All-Flash Right Type

 

All-Flash Right Type
Any addition of flash storage will result in a performance boost over disks. The key is to find the right type, amount and location of flash storage. Here's how to make flash a cost-effective investment instead of simply throwing hardware at a problem.

It is no coincidence that as storage prices fall and drive capacities increase, companies are finding new uses for these larger disk drives. With the cost of commodity-class disk drives falling to pennies per gigabyte, even small to mid-size companies can afford to build multi-terabyte data storage environments that would have been the envy of spy agencies just 20 years ago.

But massive storage systems come at a cost -- performance, reliability, and management. It is one thing to throw massive hard disks at a database in order to meet capacity requirements but quite another to optimize that database so that your users get the performance they need. Today solid state storage, commonly called flash, is meeting that need.
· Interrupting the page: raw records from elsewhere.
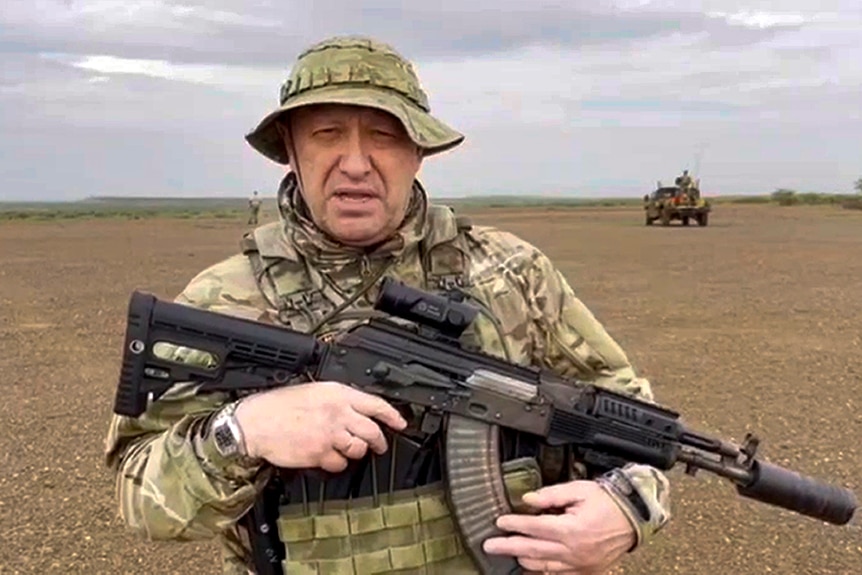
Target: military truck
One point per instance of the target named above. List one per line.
(669, 203)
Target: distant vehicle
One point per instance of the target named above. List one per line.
(669, 203)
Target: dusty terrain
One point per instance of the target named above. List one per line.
(754, 323)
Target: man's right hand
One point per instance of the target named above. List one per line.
(315, 425)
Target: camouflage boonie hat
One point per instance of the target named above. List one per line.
(359, 71)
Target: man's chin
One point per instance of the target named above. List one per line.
(357, 235)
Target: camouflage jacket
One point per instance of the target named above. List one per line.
(172, 484)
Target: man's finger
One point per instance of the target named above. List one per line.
(525, 547)
(350, 446)
(333, 462)
(560, 495)
(378, 408)
(541, 566)
(548, 527)
(368, 431)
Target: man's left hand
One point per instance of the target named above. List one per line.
(581, 532)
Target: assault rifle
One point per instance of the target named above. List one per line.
(466, 393)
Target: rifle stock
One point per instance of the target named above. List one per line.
(465, 392)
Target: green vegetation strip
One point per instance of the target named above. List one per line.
(235, 208)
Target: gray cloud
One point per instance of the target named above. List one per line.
(598, 97)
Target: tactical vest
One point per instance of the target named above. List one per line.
(385, 514)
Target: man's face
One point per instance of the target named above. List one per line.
(357, 167)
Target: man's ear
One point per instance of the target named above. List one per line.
(284, 133)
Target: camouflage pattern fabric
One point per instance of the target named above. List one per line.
(171, 482)
(357, 71)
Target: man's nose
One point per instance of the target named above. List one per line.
(355, 161)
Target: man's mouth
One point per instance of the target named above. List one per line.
(354, 195)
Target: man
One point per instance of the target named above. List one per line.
(354, 126)
(684, 181)
(253, 209)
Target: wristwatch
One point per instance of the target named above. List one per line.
(227, 435)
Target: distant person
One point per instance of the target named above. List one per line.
(352, 129)
(685, 181)
(253, 209)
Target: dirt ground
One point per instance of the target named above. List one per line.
(751, 324)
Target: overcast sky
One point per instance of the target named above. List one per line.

But as with rotating storage, not all flash storage is the same; so just throwing a flash array in front of a database might not provide the results one expects.

Business Leaders
Selecting the right type of flash storage can make the difference based on the applications being run, says John Flisher, technical consultant manager for Mt. Pleasant, SC-based eGroup Inc. If a company is heavily transaction oriented, such as a retailer or financial services provider, then users are more likely to be doing write activities rather than reads. Similarly, a company that does a lot of read operations where the data is relatively static would benefit from flash that is optimized to cache read data.

There are three types of storage environments: all disk, hybrid disk and flash, and all flash. A move to all flash could be prohibitively expensive and likely would not produce benefits that match the cost, he says. A hybrid environment could significantly improve the performance of the storage environment with a return on investment that the chief financial officer or board of directors will understand without delving into techno-speak.
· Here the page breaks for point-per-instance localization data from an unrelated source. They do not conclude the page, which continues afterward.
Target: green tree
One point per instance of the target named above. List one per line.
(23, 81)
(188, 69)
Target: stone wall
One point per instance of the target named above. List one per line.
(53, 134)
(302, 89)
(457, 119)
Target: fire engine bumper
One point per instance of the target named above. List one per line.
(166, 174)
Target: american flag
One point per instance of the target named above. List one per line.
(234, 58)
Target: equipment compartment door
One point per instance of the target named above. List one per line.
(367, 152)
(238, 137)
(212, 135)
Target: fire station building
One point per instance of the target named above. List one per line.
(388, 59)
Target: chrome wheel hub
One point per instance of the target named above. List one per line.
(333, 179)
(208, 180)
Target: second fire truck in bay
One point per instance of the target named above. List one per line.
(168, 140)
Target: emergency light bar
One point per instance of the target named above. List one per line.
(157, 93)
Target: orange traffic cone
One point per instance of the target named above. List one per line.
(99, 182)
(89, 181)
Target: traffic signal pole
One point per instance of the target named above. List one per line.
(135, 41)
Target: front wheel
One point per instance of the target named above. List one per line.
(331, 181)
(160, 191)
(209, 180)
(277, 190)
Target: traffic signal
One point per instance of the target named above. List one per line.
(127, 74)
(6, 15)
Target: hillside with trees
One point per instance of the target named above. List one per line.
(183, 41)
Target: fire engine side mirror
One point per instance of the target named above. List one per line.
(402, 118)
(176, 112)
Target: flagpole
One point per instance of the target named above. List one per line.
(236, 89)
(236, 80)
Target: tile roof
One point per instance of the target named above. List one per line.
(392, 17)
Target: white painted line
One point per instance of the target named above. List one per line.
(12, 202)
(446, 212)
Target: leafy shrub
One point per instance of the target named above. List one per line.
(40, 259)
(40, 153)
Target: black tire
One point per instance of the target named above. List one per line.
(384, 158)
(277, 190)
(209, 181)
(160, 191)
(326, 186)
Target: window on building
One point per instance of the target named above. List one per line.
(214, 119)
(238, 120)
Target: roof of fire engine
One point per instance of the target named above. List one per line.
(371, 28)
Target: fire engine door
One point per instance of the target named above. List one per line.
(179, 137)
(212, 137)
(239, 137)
Before a company spends a dime on changing its infrastructure, it needs to identify the types of applications it runs and where performance bottlenecks exist. While the industry's "general rule of thumb" is to recommend 5-10 percent flash being used to front-end disk storage, he says, without fully understanding your applications means you might be spending too much money and receiving too few benefits in return. First a company needs to determine if it wants flash memory or if it needs flash, says founder and chief analyst with Minneapolis-based StorageIO. If an analysis of the applications shows the company needs flash, it becomes much easier to budget for the extra expense, he says. The return on investment (ROI) for solid-state storage should be three to six months, he says.
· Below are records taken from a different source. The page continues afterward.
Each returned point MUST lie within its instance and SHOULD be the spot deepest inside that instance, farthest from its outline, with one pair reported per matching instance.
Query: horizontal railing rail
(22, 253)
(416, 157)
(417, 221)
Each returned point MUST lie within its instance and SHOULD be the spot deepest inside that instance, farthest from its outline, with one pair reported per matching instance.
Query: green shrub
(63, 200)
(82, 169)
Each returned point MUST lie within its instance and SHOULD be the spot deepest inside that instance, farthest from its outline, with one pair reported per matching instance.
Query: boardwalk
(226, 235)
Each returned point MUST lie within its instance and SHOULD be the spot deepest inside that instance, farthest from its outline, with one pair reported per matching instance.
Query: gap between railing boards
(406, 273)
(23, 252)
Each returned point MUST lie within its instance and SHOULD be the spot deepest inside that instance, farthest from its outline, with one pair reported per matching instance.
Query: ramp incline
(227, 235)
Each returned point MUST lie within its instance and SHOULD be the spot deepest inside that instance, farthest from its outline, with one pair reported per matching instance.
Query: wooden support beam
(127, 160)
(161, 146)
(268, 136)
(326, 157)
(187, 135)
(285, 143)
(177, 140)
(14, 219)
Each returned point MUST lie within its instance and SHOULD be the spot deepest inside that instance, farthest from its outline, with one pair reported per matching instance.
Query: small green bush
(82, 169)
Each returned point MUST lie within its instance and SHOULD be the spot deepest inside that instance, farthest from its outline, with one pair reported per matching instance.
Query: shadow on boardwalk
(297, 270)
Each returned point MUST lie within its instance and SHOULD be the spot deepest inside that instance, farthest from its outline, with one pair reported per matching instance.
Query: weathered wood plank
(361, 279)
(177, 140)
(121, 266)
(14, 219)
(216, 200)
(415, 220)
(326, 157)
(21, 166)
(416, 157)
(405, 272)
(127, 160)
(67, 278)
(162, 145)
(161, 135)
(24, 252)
For example, let's say an on-line retailer is looking to speed up transactions. If flash that is optimized for write operations could save, for example, 10 seconds per transaction for a company that does 2,000 transactions per day, the company will save the equivalent of 5.6 hours per day of productivity as compared to a database that has no flash front-end. If the company's average employee is earning $30 per hour, that 5.6 hours per day is $168 per day. Over a standard 40-hour work week per year, that's a savings of nearly $22,000 in the first six months alone. Oracle has a useful total cost of ownership calculator that compares flash to disk storage. Remember that these are just estimates; as the saying goes, your mileage may vary. "If the conversation turns to cost-per-gigabyte or terabyte of storage, it's the wrong conversation," Schulz says. Flisher agrees that looking at the cost of flash storage alone should not be the deciding factor on whether or not to add it to your storage infrastructure. Often applications need a little boost in performance in order to translate into significant gains in productivity.